Other Chifney students included Ted Gibbins, an aspiring half-back who many believed was only kept out of the first team owing to the talent of the Tottenham squad. Though confined to the sidelines, Gibbins took to the gym with a series of dumbbell and barbell exercises in a bid to break into the first team. This included swingbell pullovers to increase his ability to throw the ball from the sidelines and jump squats to improve his agility. In short, Chifney had Gibbons train with an eye to his position. A form of functional training that current trainers would no doubt appreciate.
The final player covered in depth by Chifney’s Spurs experiment was Colin Brittan, an promising wing-half from Bristol. Brittan would feature eight times for the first team during the 1950-1951 season having appeared to have benefited greatly from Chifney’s mentorship. In the article, Chifney highlighted the importance of posterior chain work for the pacey wing-half by having Brittan perform deadlifts and good morning exercises aimed at strengthening his lower back and hamstrings. Such targeted training would later be echoed by the training coach Charles Poliquin who believed that weakness in the lower back was one of the major predicators of injury amongst footballers.
Word evidently got round the Spurs training ground that Chifney’s experiment was something worth examining. Such murmurings filtered up to the first team and it wasn’t long before Chifney met with first team stars such as Alf Ramsey and Ron Burgess. Though the senior players only appeared to dabble in Chifney’s training system, that they were at least open to it is quite extraordinary as many footballers of the era believed that weight training caused one to become muscle bound and slow. Clearly Chifney’s influence was not limited to the youth squad.
Conclusion
Football, as a topic of study has long interested historians and while the origins, development and enhancement of the game continues to be studied in great detail, more work could certainly be done on the evolution of training programmes within individual clubs.
Such training was often dependent on individual trainers, in this case Ron Chifney, and conducted primarily through the youth squads. Nevertheless it was often seen as something beneficial. Indeed by the end of Chifney’s experiment, Spurs had won that year’s first division title and had a new stock of promising footballers to call upon. This stock, as evidenced below, had been ‘enhanced’ through Chifney’s methods.
As a final word it is important to emphasis that although Chifney’s efforts in 1950 can be viewed as a success, it was a long time before weight training became the norm for footballers. Indeed, eight years after Chifney’s Spurs sojourn, the effervescent footballer Malcolm Allison was seen as an outlier for indulging in weight training while at West Ham. Similarly when Allison became ‘Big Mal’ as a manager, his decision to include weight training for youth players was questioned by many in the footballing community. This became a particularly sore point for Allison, who lamented the archaic attitudes of those opposed to weight training in his 1967 work ‘Soccer for Thinkers.’
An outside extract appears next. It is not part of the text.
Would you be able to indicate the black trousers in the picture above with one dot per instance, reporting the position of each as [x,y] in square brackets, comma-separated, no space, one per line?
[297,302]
What the cases of Chifney and Allison highlight however is that there was a real appetite amongst some in the footballing community to change and better training methods for players. Urged on by the competitive will to win, select teams embraced the weights room from the 1950s onward. While such teams were initially in the minority, there is no denying the gym’s importance to the game today. Indeed so ubiquitous has fitness training become that footballers are now regularly chastised for slacking on their fitness programmes and in the case of Adebayo Akinfenwa are applauded for their strength in the gym.